Grilling is a form of cooking that involves dry heat applied to the surface of food, commonly from above or below. It is sometimes referred to as barbecuing but that word can also mean a different cooking technique.
Grilling usually involves a significant amount of direct, radiant heat, and tends to be used for cooking meat quickly. Food to be grilled is cooked on a grill), a grill pan (similar to a frying pan, but with raised ridges to mimic the wires of an open grill), or griddle (a flat plate heated from below). Heat transfer to the food when using a grill is primarily via thermal radiation. Heat transfer when using a grill pan or griddle is by direct conduction. In the United States and Canada, when the heat source for grilling comes from above, grilling is termed broiling. In this case, the pan that holds the food is called a broiler pan, and heat transfer is by thermal radiation.
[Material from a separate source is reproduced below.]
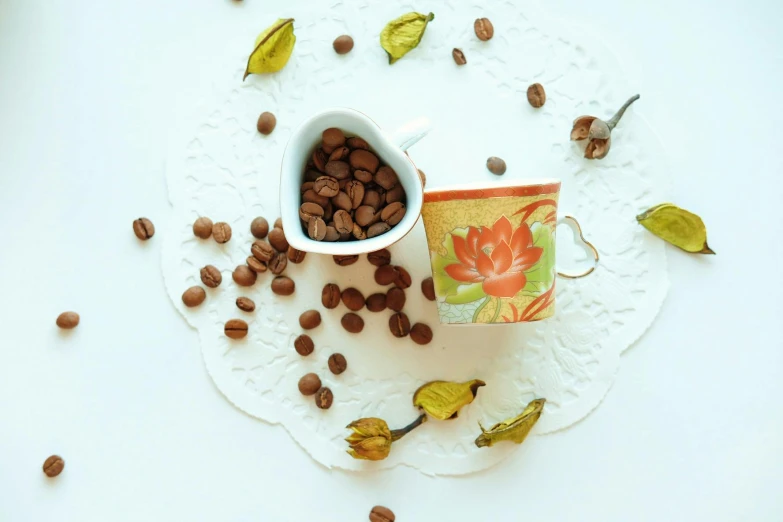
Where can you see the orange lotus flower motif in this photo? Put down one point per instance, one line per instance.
(496, 256)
Direct heat grilling can expose food to temperatures often in excess of 500 °F. Grilled meat acquires a distinctive roast aroma from a chemical process called the Maillard reaction. The Maillard reaction only occurs when foods reach temperatures in excess of 310 °F.
Studies have shown that cooking beef, pork, poultry, and fish at high temperatures can lead to the formation of heterocyclic amines, benzopyrenes, and polycyclic aromatic hydrocarbons, which are carcinogens. Marination may reduce the formation of these compounds. Grilling is often presented as a healthy alternative to cooking with oil, although the fat and juices lost by grilling can contribute to drier food.